La representación indirecta de la soberanía popular se ejerce, pues, dentro de la estructura del Estado a través de la rama Legislativa del poder público. Y esa estructuración, en referencia al Congreso, tiene su marco de competencia en el artículo 114 de la Constitución, que reza: “Corresponde al Congreso de la República reformar la Constitución, hacer las leyes y ejercer control político sobre el Gobierno y la administración”. Es lo que, precisamente, se desarrolla taxativamente en el artículo 150 en cuanto a la hechura de las leyes y en referencia a las situaciones para control político, señalando que los debates deben concluirse con el resumen correspondiente.

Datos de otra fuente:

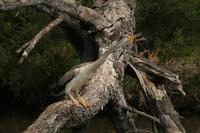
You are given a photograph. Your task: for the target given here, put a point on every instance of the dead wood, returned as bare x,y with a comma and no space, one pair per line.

Frente al mecanismo aducido para la supuesta refrendación, lo cierto es que puede hacerse el debate y plantear las respectivas observaciones a las políticas públicas de paz del Gobierno, pero en ningún caso ellas tienen alcance refrendatario, y mucho menos puede ser equiparable este trámite menor a la refrendación popular. De suyo, dentro de las funciones señaladas por el reglamento interno del Congreso (Ley Quinta de 1992) no hay en ninguna parte alguna de carácter refrendatario.

De acuerdo con la Constitución, servidores públicos como los congresistas son responsables por acción, omisión o extralimitación en el ejercicio de sus funciones (Art. 6 de la Carta). Esa es la matriz constitucional que permite identificar la ocurrencia de un prevaricato, es decir, cuando alguna autoridad pública hace algo que no es de su competencia o va más allá de ella.

Obliga tanto el viejo acuerdo de Cartagena como el del Bogotá, en la introducción de principios (página 4) a que la “refrendación se decide por las partes y habrá de hacerse como las normas pertinentes o sentencias lo indiquen”.

De manera que hacer una refrendación por vía de una proposición espuria, sin las “normas pertinentes” o sentencias que indiquen, es comenzarlo todo violando el propio acuerdo.

Fácilmente, pues, el nuevo acuerdo se quedará sin refrendación y sin concitar la voluntad popular para, supuestamente, entrar en la llamada implementación. Pero ella no es posible, según el mismo acuerdo, si no hay refrendación. Y como en efecto no la hay, por estar incurso este inédito mecanismo en objeto ilícito, pues la implementación tampoco es susceptible de desarrollarse de este modo.

Los servidores públicos, como se dijo, no pueden hacer sino lo que les está permitido. Cuando hacen lo contrario, infringen la Constitución y la ley.

Una cosa, por ejemplo es que el Presidente pueda pedir una autorización a través de proposición del Senado para convocar el plebiscito, como en efecto ordena la Constitución, y otra inventarse un procedimiento para romper las vértebras constitucionales, en algo que no es de competencia del Congreso.

Así las cosas, Santos recibirá el Premio Nobel de Paz, el que se concibió y entendió la Academia como un llamado a la unidad de Colombia, con un país re-polarizado como consecuencia de la renegociación del acuerdo de paz con las Farc sin el consenso político que se buscó tras los resultados del plebiscito. Un consenso que se diluyó por la forma en que el Gobierno selló el nuevo pacto a espaldas de los del No y saltándose, luego, la refrendación popular que el Presidente siempre reiteró que sería una instancia obligatoria e inesquivable.